Over a decade ago, Jürgen Knoblich and his team at IMBA kickstarted the study of brain organoids: In a landmark paper published in 2013, Knoblich and postdoc Madeline Lancaster presented the first brain organoids for studying human disease and development. Brain organoids harness stem cells’ inherent ability to self-organize: Given the right signals, stem cells derived from skin samples of patients and healthy donors can be induced to form models that mimic specific timepoints and areas of the brain, such as early embryonic development or cortical neurons.

As brain organoids replicate aspects of the brain’s physiology, organoids hold the potential to reveal new insights about human tissue biology and disease – in a way that other, non-human, models such as the mouse cannot. Currently, more than 3,000 scientific articles using brain organoids are published every year. In the past year alone, fundamental insights derived from studying brain organoids at IMBA included the understanding of why the human brain grows to be so large, as well as insight into the human brain’s long-range neuronal connections.

With such strong interest in brain organoids as models for understanding different aspects of the brain, leading experts in the field recently developed a framework for the experimental process. The team, under the leadership of Sergiu Pasca at Stanford University, included Jürgen Knoblich, deputy scientific director of IMBA, who is convinced of this research field’s high potential. “Brain organoids are set to transform our understanding of human development, evolution and disease, and to provide insights we would otherwise not be able to gain.”

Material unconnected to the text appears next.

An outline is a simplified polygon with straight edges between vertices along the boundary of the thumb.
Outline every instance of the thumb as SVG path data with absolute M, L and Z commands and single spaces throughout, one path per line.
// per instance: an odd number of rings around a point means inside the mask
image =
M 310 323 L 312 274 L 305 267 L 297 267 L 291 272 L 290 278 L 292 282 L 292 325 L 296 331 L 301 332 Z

Despite the great potential brain organoids hold for research, they do have limitations: Depending on the exact process and protocol in which brain organoids are grown, the composition of the organoid may vary, and certain types of brain cells do not develop in organoids. “Because of these limitations, researchers have a strong interest in setting high standards in the field, also to ensure the reproducibility and transferability of results”, Knoblich adds.

The consensus paper aims to support scientists entering the field, as well as regulatory agencies, in carrying out optimally designed studies, allowing scientists to optimize the experimental model based on the scientific question. The framework, published on March 13 in the print edition of Nature, includes recommendations on the stem cells used as starting points for brain organoids, the process for generating and characterizing the neural cells of interest, the methods for assessing functional properties of brain organoids – including measuring the activity of neurons in the organoids – and, finally, the integration of organoids into neuronal circuits.

“Research using brain organoids is already of exceptionally high quality. Our framework will hopefully accelerate the application of organoids and similar cellular models, allowing us to more quickly realize their potential for neuroscience and its applications”, Knoblich says. “It is testament to the ambitious spirit of brain organoid research that the field’s leading scientists collaborated on this landmark consensus in an extremely communicative and collaborative spirit, setting out a roadmap for how organoid research can maximize its impact on understanding the human brain.”